The Nor’easter had only started hitting the Big Apple as it hovered over Philadelphia, but “should be full force” by 8 a.m., dumping snow at a rate of up to two inches each hour, Fox Weather Meteorologist Nikki Nolan told The Post.
By the end of the day, New York City is expected to see a full five inches — enough for sledding in Central Park for the first time since the Big Apple broke a 700-day snow drought on Jan. 16.
“We want to tell New Yorkers: don’t be fooled,” Mayor Adams told NY1.
“If you started out early today, you probably look to say, ‘Well, it’s just a little rain. What’s the big deal?’
“No, this has the potential of being a big deal.”
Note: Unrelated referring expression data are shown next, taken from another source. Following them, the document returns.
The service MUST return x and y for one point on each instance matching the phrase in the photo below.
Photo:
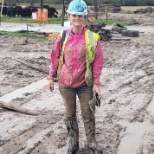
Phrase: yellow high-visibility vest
(91, 39)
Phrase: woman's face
(76, 20)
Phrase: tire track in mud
(30, 138)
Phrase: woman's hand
(51, 85)
(96, 89)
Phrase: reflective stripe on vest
(91, 39)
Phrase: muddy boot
(95, 149)
(90, 133)
(73, 133)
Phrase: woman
(78, 62)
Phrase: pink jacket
(73, 70)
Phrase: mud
(125, 120)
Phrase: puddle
(132, 140)
(22, 54)
(35, 86)
(151, 107)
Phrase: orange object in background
(40, 15)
Speaking just before 7 a.m., MTA Chairman Janno Lieber told NBC’s “Today in New York” that the commuters will face a “healthy, robust schedule” with only a few minor delays.
“We’re rocking and rolling,” he said. “Folks who have to travel should feel comfortable we’re going to get you where you need to go.”
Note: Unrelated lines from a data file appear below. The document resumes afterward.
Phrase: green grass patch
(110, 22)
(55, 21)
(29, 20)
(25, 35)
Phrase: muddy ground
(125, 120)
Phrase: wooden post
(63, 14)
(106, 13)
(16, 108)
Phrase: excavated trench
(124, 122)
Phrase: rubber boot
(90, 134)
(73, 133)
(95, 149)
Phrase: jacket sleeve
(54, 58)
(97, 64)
However, the mayor said that was no reason to head out if you can avoid it.
“We’re just really encouraging New Yorkers if you could take public transportation to so if you’re able to take stay home and work remotely to do so.”
The governor shared a similar message for those planning to drive in to the city.
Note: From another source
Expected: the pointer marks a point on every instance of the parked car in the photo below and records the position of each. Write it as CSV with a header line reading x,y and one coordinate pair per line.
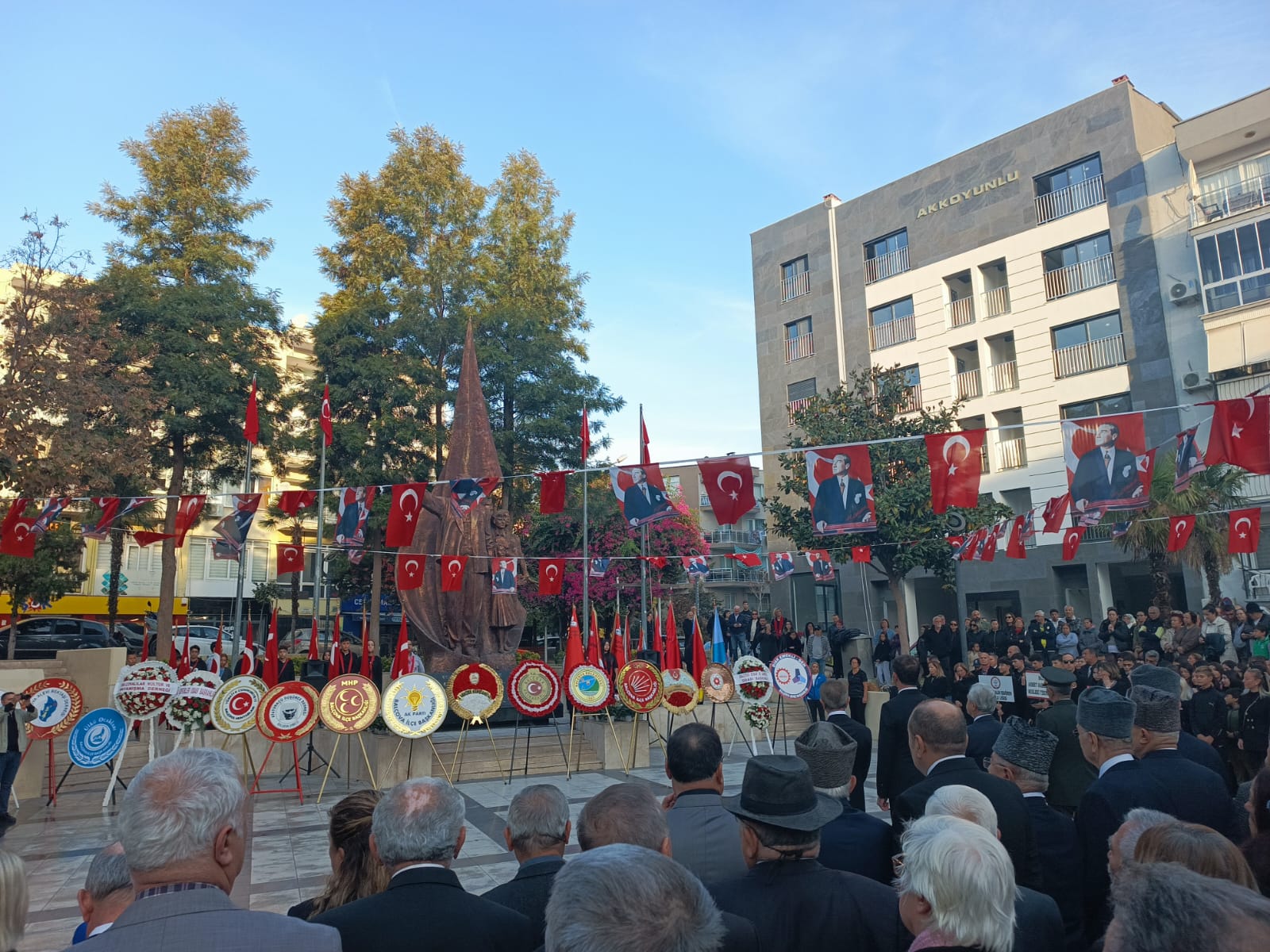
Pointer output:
x,y
44,636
“We take this very seriously,” she told 1010 WINS. “This is just not a day to be on the roads.”
West Hartford in Connecticut had already recorded seven inches by 7:30 a.m., with more still falling. Some parts of the Empire State had already surpassed five inches, including Sparta.
New Jersey is expected to get less, with under five inches forecast, Nolan said.
A Winter Storm Warning is now in effect from Pennsylvania through coastal Massachusetts through 6 p.m., and Nolan, the meteorologist, expects the worst of the snowfall will occur “as we get into the afternoon.”
At that time, strong winds are expected to pick up, with gusts of up to 40 mph in the city and on Long Island.
The high winds could cause power outages throughout the area, and on Monday, Con Edison said it secured 250 more crews to respond to any power disruptions caused by the storm.
To prevent any major accidents, the state has also “pre-deployed” 1,800 plows throughout the city and Long Island, Hochul said Tuesday morning.
Thousands of sanitation workers worked overnight to put salt on “every street, every highway, every bike lane in the city,” Department of Sanitation Commissioner Jessica Tisch said. Plows will be deployed once accumulations reach two inches.
“Gone are the days of primary, secondary and tertiary streets for salt spreading and plowing purpose,” Tisch told reporters on Monday.
The mayor ordered all New York City schools to go remote for the storm on Tuesday.
It could also affect turnout in the nail-biter special election for former Rep. George Santos’ congressional seat.
“As close as this race has been and after the millions of dollars that have been spent, the election might be decided by the weather gods,” said Lawrence Levy, dean of the National Center of Suburban Studies at Hofstra University and a longtime observer of Long Island politics.
Some said the storm could give Tom Suozzi, a former three-term congressman, an edge as thousands more Democrats turned out during the nine days of early voting in the nail-biter race.
But conservatives angered by issues such as the festering border crisis and displeasure with President Biden might be more motivated to shovel out their car out of snow and ice and drive to the polls to vote for Mazi Pilip, a Nassau County legislator.
“It could be a problem for both parties. There’s a diversity of opinion in both parties over the impact,” Levy said.
But the storm is expected to move out of the area by around 1 to 2 p.m., Nolan said, though it may linger a little longer in Connecticut, lasting until around 3 p.m.
Conditions are then looking better for Valentine’s Day.
“It looks like we’re pretty much in the clear for tomorrow,” Nolan said, though she added that she is monitoring the potential for “a little dusting over the weekend.”